There are people who’ve been decapitated by IEDs that have suffered less of an exploded-in-the-face effect than you, once you decide to invoke the death penalty.
Then why do you descend into third-grade petulance when one of those differences is pointed out to you?
“We’re talking about votes.”
“Well, it’s a little like talking about executions.”
“Agreed: the government has made errors in both cases.”
“Oh, haw haw haw, you think that votes are like executions!”
Bryan:
It’s not merely “denial.”
It’s the reasoning that the denier demands: “Name the innocent person, specifically, that was executed, or you haven’t proved any person executed was innocent.”
This particular type of denial rejects the valid inference that because many people sentenced to death were later exonerated, we know that the process is untrustworthy.
Therefore, we can confidently say that innocent people have been executed, even without being able to name the particular people.
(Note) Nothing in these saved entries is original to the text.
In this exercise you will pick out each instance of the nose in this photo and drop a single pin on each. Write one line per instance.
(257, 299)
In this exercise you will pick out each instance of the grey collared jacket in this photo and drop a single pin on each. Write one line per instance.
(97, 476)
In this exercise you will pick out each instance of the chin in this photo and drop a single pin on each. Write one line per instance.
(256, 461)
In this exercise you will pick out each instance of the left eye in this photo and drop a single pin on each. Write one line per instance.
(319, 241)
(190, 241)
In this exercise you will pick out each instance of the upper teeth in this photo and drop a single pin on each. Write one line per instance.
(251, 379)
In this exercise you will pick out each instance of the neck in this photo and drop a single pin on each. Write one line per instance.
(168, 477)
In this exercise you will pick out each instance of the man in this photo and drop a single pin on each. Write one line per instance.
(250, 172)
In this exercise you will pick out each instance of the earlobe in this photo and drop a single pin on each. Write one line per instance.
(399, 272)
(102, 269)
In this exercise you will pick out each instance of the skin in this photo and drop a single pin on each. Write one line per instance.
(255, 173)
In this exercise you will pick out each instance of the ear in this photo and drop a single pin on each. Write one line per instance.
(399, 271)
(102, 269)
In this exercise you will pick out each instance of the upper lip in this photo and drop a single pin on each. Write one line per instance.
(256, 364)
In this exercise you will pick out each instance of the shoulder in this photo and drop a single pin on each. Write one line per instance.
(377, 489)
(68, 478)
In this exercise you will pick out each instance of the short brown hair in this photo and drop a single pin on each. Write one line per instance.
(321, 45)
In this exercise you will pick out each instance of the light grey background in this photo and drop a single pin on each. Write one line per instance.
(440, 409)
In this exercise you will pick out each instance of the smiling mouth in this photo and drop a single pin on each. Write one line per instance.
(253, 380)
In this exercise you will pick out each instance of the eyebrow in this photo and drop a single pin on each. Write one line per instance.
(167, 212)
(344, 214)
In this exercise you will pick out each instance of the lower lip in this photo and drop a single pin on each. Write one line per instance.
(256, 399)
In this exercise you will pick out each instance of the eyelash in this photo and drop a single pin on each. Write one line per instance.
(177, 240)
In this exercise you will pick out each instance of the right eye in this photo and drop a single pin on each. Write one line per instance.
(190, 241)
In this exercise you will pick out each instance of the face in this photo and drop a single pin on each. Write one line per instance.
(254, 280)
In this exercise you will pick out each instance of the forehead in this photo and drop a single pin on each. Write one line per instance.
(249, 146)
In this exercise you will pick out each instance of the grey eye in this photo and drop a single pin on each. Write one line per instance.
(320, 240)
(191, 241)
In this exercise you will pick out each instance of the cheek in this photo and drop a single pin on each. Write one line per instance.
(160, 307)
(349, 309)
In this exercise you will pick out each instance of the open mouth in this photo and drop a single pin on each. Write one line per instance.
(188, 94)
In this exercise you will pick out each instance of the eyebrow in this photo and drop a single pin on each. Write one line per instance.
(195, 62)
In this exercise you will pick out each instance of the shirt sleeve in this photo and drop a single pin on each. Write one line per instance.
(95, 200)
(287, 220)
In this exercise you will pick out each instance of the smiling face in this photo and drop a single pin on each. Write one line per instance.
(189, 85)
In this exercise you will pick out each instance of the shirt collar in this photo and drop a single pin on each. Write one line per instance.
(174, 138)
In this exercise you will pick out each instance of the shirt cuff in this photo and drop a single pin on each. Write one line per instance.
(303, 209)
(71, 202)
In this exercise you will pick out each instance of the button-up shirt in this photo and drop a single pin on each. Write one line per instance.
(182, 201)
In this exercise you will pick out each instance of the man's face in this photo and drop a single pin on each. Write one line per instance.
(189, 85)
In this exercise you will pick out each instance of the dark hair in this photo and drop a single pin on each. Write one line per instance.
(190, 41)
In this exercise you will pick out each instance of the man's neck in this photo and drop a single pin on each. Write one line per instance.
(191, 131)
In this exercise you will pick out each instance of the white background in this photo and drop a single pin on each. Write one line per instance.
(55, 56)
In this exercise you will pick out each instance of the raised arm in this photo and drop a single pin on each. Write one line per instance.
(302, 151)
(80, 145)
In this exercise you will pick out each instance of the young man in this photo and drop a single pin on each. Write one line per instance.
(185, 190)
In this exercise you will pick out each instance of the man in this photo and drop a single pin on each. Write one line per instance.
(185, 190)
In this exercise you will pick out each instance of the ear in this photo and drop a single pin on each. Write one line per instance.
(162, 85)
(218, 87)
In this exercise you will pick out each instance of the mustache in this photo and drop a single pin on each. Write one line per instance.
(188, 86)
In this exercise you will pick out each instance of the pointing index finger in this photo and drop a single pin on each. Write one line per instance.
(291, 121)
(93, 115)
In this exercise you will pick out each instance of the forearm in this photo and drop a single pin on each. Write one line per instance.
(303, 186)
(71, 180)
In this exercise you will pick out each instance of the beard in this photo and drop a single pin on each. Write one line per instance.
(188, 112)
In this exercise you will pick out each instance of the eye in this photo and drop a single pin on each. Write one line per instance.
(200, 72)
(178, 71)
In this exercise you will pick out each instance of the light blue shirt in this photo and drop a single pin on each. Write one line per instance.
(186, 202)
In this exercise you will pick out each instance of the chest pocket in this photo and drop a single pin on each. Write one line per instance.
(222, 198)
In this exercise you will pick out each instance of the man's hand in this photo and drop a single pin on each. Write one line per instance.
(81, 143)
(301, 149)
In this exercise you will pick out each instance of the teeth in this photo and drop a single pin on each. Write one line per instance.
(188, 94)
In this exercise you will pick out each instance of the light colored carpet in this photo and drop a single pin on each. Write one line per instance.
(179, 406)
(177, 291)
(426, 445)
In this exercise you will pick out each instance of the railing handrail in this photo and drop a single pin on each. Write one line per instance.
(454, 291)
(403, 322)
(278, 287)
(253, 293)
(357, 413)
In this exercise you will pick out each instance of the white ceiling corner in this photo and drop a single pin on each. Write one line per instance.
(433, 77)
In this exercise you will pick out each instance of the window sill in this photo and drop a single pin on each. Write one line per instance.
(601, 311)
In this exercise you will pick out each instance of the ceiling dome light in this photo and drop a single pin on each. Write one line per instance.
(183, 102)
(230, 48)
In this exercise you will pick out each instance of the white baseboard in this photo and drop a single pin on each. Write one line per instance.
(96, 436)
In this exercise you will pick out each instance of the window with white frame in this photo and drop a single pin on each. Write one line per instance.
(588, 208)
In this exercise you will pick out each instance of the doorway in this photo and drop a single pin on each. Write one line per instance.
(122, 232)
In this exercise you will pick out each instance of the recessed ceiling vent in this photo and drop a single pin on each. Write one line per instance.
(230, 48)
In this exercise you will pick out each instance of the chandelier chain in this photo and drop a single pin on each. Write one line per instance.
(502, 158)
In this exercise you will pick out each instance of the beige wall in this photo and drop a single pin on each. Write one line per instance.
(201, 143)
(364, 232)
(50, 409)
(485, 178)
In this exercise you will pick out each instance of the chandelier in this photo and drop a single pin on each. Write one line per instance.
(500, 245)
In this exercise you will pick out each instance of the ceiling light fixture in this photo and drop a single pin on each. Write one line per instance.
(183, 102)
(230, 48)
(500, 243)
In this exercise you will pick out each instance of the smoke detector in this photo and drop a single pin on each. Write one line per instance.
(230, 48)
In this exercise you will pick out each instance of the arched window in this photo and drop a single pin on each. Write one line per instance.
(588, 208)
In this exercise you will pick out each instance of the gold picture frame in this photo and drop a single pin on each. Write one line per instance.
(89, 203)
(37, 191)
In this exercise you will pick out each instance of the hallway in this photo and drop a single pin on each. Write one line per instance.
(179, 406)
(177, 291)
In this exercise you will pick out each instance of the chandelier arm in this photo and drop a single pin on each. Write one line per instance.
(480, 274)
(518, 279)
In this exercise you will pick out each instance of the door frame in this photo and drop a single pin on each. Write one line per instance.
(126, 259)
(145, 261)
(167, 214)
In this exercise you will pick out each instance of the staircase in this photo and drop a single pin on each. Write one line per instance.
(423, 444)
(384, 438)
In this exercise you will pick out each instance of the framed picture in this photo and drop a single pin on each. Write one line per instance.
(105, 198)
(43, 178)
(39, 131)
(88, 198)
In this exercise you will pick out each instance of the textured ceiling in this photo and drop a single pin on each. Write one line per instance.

IN LIKE MANNER, “Name the illegal voter, specifically, that was convicted, or you haven’t proved any illegal voters exist.”
Because I can show that there were some illegal voters, and I can show that the process of finding illegal voters is untrustworthy, I can reliably infer that there were more illegal voters in an election than there were CONVICTED illegal voters in an election.
Do you agree?
Incidentally, when did the RCC become opposed to the death penalty? Their history suggests they were very much hands-on in favour for a very very long time.
Further incidentally, if in numerous U.S. states, the death penalty has popular support, legislative support and executive support and is settled law, isn’t Bricker advocating imposing his own moral standard on these states any time he speaks in opposition to the death penalty? Should these states put him on a watchlist as a possible insurrectionist/revolutionary?
No.
I have always said that despite my opposition to the death penalty, I would be dismayed over and strongly oppose a judicial finding that it was unconstitutional. I have explicitly acknowledged that it is constitutional, and don’t want courts to end it.
I certainly hope legislatures will end it, however.
See the difference?
Wouldn’t it be IN EVEN MORE LIKE MANNER to name citizens who were unable to vote because of enhanced ID laws? They’re a lot more analogous to the executed innocent than illegal voters, in the sense that both are victims of governmental false positives. Otherwise, what’s your point? “Look, some people are denying something, and that’s just like those other people over there who are denying something!” Big deal.
And it remains unclear who in this thread is denying that illegal votes were ever cast, so the relevance is even more tenuous.
Sure, and I can show reliable inferences that the estimated number of people blocked from voting is several magnitudes larger than your inferred number of people who got away with illegally voting, so now you have to decide - is punishing a small number of guilty people worth punishing a larger number of innocent people? Of relevance to the death penalty, is the satisfaction of killing a murderer worth the risk of killing an innocent?